Bescheidbeschwerde – Einzel – Erkenntnis des BFG vom 21.03.2018, RV/7100060/2018

Aufwendungen für alternative Heilmethoden als außergewöhnliche Belastung - Nachweis der medizinischen Notwendigkeit erforderlich

Rechtssätze

Keine Rechtssätze vorhanden

Entscheidungstext

IM NAMEN DER REPUBLIK

Das Bundesfinanzgericht hat durch den Richter R in der Beschwerdesache Bf., W, vertreten durch PWT Pannonische Wirtschaftstreuhand GmbH, Hauptstraße 26, 7201 Neudörfl, über die Beschwerde vom 10. Jänner 2017 gegen die Bescheide der belangten Behörde Finanzamt Neunkirchen Wiener Neustadt vom 9. Jänner 2017, betreffend Einkommensteuer (Arbeitnehmerveranlagung) für die Jahre 2011 bis 2013, zu Recht erkannt: 

 

Der Beschwerde gegen die Einkommensteuerbescheide 2011 und 2013 wird gemäß § 279 BAO Folge gegeben.

Der Beschwerde gegen den Einkommensteuerbescheid 2012 wird gemäß § 279 BAO teilweise Folge gegeben.

Die angefochtenen Bescheide werden abgeändert.

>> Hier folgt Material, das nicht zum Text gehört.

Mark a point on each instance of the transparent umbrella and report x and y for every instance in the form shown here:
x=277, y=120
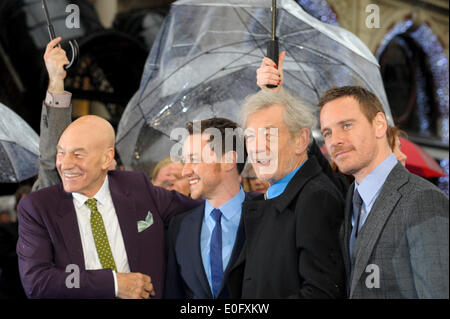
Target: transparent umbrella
x=19, y=148
x=203, y=64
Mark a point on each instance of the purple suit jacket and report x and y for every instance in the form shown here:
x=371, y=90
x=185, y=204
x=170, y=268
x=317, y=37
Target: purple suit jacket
x=49, y=237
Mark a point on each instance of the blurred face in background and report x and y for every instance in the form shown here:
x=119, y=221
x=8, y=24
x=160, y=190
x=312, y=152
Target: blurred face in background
x=204, y=174
x=169, y=177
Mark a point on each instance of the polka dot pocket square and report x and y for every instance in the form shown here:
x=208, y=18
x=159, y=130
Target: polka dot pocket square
x=144, y=224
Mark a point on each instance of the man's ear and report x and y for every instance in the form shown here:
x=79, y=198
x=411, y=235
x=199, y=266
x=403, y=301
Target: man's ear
x=230, y=160
x=108, y=158
x=302, y=141
x=380, y=125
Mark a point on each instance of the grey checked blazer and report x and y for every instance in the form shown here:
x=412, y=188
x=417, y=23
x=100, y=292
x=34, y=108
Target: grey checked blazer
x=404, y=239
x=59, y=119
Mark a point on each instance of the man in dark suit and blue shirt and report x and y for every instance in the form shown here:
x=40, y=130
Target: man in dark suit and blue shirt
x=204, y=242
x=395, y=234
x=291, y=245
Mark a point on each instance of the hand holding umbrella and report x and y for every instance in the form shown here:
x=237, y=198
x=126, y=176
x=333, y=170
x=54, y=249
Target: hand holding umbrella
x=269, y=73
x=55, y=59
x=51, y=31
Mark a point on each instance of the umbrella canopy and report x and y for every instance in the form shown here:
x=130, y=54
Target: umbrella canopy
x=203, y=64
x=19, y=148
x=418, y=161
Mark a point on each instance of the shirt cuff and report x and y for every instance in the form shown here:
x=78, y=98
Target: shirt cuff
x=58, y=100
x=116, y=290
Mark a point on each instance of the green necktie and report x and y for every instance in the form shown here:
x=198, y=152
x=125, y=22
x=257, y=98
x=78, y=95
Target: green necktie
x=100, y=236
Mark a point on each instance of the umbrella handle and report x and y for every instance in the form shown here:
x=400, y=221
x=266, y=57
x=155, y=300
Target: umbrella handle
x=75, y=53
x=51, y=31
x=272, y=53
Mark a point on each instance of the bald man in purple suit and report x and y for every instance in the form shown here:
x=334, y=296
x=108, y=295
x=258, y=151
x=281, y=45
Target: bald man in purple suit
x=99, y=234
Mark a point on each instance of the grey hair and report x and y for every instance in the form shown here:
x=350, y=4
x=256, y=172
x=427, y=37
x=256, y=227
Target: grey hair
x=297, y=114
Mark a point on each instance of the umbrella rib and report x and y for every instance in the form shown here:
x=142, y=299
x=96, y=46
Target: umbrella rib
x=306, y=75
x=245, y=25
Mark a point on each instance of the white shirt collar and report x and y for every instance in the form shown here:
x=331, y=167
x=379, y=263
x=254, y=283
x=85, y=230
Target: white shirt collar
x=101, y=196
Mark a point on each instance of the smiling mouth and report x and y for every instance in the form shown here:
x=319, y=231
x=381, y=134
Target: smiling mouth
x=262, y=162
x=341, y=153
x=70, y=176
x=194, y=181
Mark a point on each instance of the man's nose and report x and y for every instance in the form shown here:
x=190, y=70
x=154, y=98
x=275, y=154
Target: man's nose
x=65, y=162
x=187, y=170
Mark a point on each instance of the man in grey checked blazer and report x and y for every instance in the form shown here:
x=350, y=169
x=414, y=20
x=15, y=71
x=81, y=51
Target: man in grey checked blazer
x=399, y=249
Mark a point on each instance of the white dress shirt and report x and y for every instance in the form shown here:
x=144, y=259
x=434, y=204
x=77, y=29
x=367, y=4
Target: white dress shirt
x=106, y=208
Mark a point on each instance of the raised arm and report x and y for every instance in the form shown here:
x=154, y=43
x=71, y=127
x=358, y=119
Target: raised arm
x=55, y=116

Die Bemessungsgrundlagen und die Höhe der festgesetzten Abgaben sind den als Beilage angeschlossenen Berechnungsblättern zu entnehmen und bilden einen Bestandteil des Spruches dieses Erkenntnisses.

 

Gegen dieses Erkenntnis ist eine Revision an den Verwaltungsgerichtshof nach Art. 133 Abs. 4 Bundes-Verfassungsgesetz (B-VG) nicht zulässig.

Entscheidungsgründe:

Das Finanzamt hat in allen Streitjahren den beantragten Pauschbetrag für Diätverpflegung "Galle" in Höhe von jeweils 612 € mangels Nachweises nicht als außergewöhnliche Belastung anerkannt, da lt. Bundessozialministeriumservice keine Diätverpflegung aufscheine.

 

Die dagegen erhobene Beschwerde hat die Beschwerdeführerin (Bf.) folgendermaßen begründet:

Sie habe dem Finanzamt sämtliche ärztliche Verordnungen für 2015 vorgelegt, aus denen von Herrn Dr. Z hervorgehe, dass bei ihr seit dem Jahr 2003 eine Fructose-Malabsorption und Lactose-Intoleranz bestehe. Diese beiden Allergien seien für die eingeschränkte Ernährung hauptsächlich verantwortlich und dadurch lasse sich die Diätverpflegung wegen Gallenkrankheit auch ableiten. Der Pauschbetrag für Diätverpflegung stehe daher sehr wohl zu, da dieser Pauschalbetrag die zusätzlichen Kosten für Nahrungsmittel abdecke. Sie könne keine normalen Milchprodukte verdauen (Lactoseintoleranz) und kein rohes Obst essen (Fructose-Malabsorption). Da Lactose und Fructose in sehr vielen Lebensmitteln enthalten seien, habe sie einen sehr eingeschränkten Speiseplan.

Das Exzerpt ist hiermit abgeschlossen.